Gustavo Aleixo/Cruzeiro/Flickr

Outra vez, um time jogando prá não ganhar. 70 % de posse de bola, sem qualquer efeito prático. O jogador no meio de campo pega a bola e já fica de costas para o ataque porque vai recuar para os zagueiros ou o goleiro. Nas poucas tentativas de lançamento, a bola rápida demais vai prá fora ou curta demais para nos pés de um defensor.

Dos últimos 6 jogos, 18 pontos disputados, o Cruzeiro conseguiu apenas 7. Mesmo nesta reta final, precisando desesperadamente de uma reação para subir, com o desespero da torcida alcançando o grau máximo, jogou no lixo 11 pontos que agora fariam toda a diferença.

Ainda não aprendemos a jogar para ganhar. Continuamos não sabendo o que fazer com a bola na intermediária inimiga. Troca sucessiva de passes improdutivos, até a bola ser atrasada para o nosso goleiro ou entregue, num lançamento longo, para o adversário.

Na entrevista pós jogo, Felipão voltou a afirmar que a meta é tirar o Cruzeiro da Série C e está quase sendo alcançada…

A torcida esperava mais. Pelo que o Cruzeiro representa no futebol nacional e das Américas, pela sua folha mensal superior a todos os demais clubes da Série B, pelos investimentos, pela Nação Azul, pelo Centenário, por tudo isto, é um absurdo chegarmos à reta final do campeonato, sem um time. Em campo parecemos turma de condomínio. Um ajuntamento de atletas correndo errado o campo todo, sem uma jogada ensaiada. Chutes ridículos a meia distância. Inoperância total. Vergonha geral.

BATE PAPO NO QUINTAL

1 Marcelo observou no QUINTAL de ontem que dois jogadores “chutados pelo Cruzeiro” hoje fazem falta prá nós e brilham em seus novos times: Marinho, no Santos e Roni, no Palmeiras. Isto acontece não só com o Cruzeiro e se a gente pudesse voltar ao passado, conhecendo antecipadamente o presente, não se repetiria o que fizemos. A verdade é que os jogadores têm fases distintas. Marinho, que agora é o melhor jogador do Santos, era banco no Grêmio. O mesmo ocorreu com Luciano: hoje brilhando no São Paulo, também era banco no Grêmio. Se a gente pudesse adivinhar…
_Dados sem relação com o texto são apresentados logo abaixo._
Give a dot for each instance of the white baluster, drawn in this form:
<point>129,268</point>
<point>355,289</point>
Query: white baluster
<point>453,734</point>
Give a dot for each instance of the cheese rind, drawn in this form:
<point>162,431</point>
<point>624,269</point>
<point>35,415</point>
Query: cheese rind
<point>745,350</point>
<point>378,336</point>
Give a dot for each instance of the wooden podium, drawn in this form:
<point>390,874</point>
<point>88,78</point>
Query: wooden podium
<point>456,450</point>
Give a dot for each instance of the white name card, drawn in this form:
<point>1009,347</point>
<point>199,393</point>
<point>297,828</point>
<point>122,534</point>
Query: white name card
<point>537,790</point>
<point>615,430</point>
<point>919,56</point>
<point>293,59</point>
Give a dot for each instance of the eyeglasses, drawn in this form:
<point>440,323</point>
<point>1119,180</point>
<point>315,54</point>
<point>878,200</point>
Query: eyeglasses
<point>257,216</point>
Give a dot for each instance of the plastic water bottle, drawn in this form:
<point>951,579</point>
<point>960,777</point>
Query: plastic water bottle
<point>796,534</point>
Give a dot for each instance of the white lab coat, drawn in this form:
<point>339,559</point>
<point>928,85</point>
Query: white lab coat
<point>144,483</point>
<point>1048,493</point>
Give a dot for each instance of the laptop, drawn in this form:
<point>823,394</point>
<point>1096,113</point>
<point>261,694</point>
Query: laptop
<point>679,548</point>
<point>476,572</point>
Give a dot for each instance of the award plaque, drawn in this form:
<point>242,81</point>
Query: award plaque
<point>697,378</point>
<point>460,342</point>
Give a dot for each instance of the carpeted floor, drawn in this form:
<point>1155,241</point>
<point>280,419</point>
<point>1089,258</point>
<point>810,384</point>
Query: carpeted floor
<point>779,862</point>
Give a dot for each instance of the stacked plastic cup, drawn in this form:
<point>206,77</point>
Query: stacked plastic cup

Destas perdas não se pode, em sã consciência, criticar a diretoria. O mesmo não se pode dizer, por exemplo, da estranha punição imposta aos jogadores sub 20 que receberam garotas de programa em um hotel de Chapecó. Erraram e mereciam reprimenda, como corte de salários, suspensão etc. Mas jamais a exclusão, pois o prejudicado maior seria o próprio Cruzeiro, como aconteceu. O volante Pedro Bicalho foi um deles. Hoje, como capitão, recebeu o troféu de campeão sub-20 pelo Palmeiras.

Bobagem das bobagens dizer que com aquela indisciplina no hotel mancharam a honra do Cruzeiro. Nós, ex e atuais dirigentes estamos manchando muito mais.

2 Grupos sociais repercutindo a irritante inoperância do Cruzeiro, ontem contra o Cuiabá. A mesma fragilidade de ataque que nos fez perder 11 pontos, nos últimos 6 jogos disputados. Afinal, o que treinamos semanas após semanas?

Porque em campo estamos jogando como time de pelada. Um ajuntamento correndo atrás da bola, sem qualquer coisa que lembre treinamento ou jogada ensaiada. Mais do que lamentável.

** Este texto não reflete, necessariamente, a opinião do Portal UAI.